So now I’m just going to talk real quick about the Wing Chun Baton Dough, or the knives that are in the Wing Chun System. The Baton Dough form is actually the last thing one formally learns in the Ip Man Wing Chun System, and there’s a lot of debate nowadays about where the knives actually, when they came into the Wing Chun System. Now they’re generally regarded as top secret in the Wing Chun System, because not only, or the knife technique themselves quite advanced, but also the footwork that accompanies them can also be used in the fist fighting portion of your Wing Chun as well, which will greatly expand the way you move when you’re doing your normal unarmed fighting.

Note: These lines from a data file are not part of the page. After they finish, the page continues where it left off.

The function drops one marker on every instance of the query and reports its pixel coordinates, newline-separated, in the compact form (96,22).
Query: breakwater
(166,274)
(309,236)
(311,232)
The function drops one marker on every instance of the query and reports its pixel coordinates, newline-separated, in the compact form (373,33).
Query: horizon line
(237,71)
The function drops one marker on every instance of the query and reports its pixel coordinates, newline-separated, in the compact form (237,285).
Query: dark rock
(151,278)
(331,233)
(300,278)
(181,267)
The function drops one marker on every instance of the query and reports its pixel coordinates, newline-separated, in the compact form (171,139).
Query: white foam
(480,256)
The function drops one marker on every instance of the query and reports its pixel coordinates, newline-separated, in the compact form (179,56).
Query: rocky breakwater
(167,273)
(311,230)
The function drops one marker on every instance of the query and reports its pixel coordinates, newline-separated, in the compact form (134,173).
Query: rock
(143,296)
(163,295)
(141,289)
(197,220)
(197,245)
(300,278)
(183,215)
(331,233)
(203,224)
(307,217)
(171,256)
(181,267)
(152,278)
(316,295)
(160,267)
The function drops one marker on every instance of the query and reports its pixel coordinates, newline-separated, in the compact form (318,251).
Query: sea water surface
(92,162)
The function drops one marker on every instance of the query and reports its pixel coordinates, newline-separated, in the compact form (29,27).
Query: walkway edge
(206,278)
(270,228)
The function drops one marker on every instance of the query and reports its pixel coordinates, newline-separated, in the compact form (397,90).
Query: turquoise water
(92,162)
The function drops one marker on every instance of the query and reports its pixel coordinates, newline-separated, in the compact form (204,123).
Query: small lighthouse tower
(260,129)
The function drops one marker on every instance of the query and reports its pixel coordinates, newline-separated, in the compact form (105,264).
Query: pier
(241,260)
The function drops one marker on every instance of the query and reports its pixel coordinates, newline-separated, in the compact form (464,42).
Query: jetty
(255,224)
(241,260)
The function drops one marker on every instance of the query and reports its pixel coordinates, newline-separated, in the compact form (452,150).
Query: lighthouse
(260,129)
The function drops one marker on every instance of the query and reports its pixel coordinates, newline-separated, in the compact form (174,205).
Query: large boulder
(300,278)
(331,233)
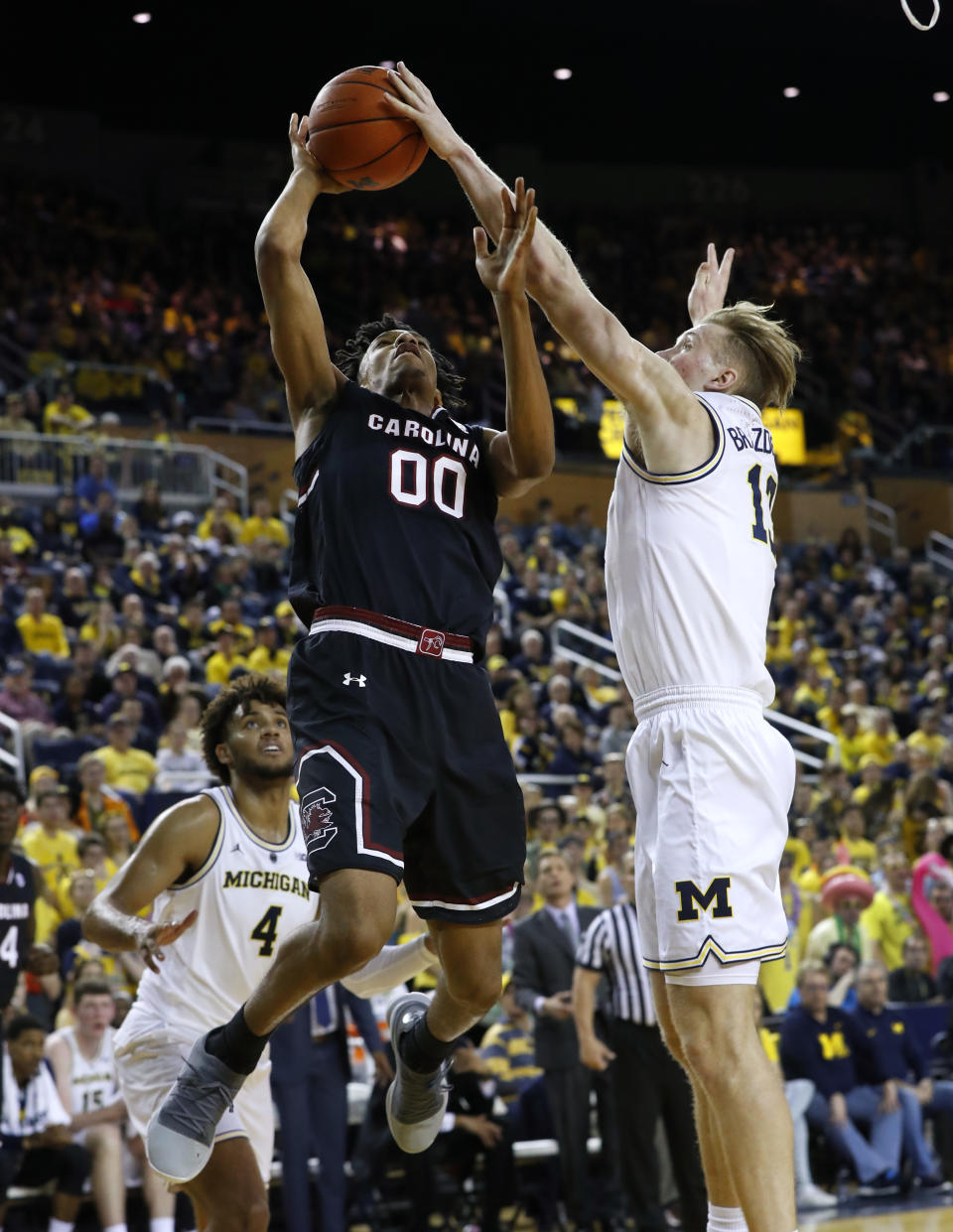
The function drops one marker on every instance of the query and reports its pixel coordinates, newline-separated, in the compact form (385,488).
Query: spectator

Now there are a couple things to observe about the Wing Chun Baton Dough. First of all the knives themselves have a slightly different shape than what’s commonly referred to butterfly swords or butterfly knives. It’s very important not to mix the two. There are a lot of people that call Wing Chun knives butterfly knives or butterfly swords, and in fact this is an error. The Chinese title for these knives, actually the same as the form, they’re called Baat Cham Dao, which means eight flashing knives. They’re not called Wu Dip Dao, which would mean butterfly swords. A lot of people unfortunately, because there are other styles that use a wider knife, which has a similar shape, but the handle is in the center of the blade, and if you look at the Wing Chun knife, the handle is in line with the tip.
That’s a unique shape for the Wing Chun style. Also the knives come together so they’re flat-edged in the center. All these things are unique to the Wing Chun knife, so the Wing Chun knives are not, in fact, butterfly knives. Another thing that’s different in the Wing Chun knives compared to the butterfly knives, we do not flip the knives when we’re using them in combat. If you see, there are a lot of people when they ‘re using their knives, they’re flipping them around and doing all these kind of things. When you’re fighting in a real life situation with knives, that means you’re fighting with weapons, you’re fighting for your life, the last thing you want to do is stand there flipping this blade around doing a bunch of things that might end up with you using the blade and losing your weapon. In fact there was a magazine called Modo, which was an old martial arts magazine from Hong Kong, and there was an article about Baat Cham Dao, which was written by Grandmaster Leung Ting.
This was written during the time that he was learning from Great Grandmaster Ip Man, and Grandmaster Ip Man actually gave him a lot of information and source material to do this article, and one of the things that Great Grandmaster Ip Man really discussed was that in Wing Chun we do not flip the knives, okay. Flipping the knives is a very, very dangerous thing to do because you may lose them. And he even noted that a lot of Hong Kong triads or gangsters, when they would go in for a knife fight, would even wrap their hands to the blade, sorry, to the handle, so that they wouldn’t lose the knife in fighting. And this makes a lot of sense, because if you have to fight, you don’t want to lose your weapon. So no flipping in the Wing Chun Baat Cham Dao.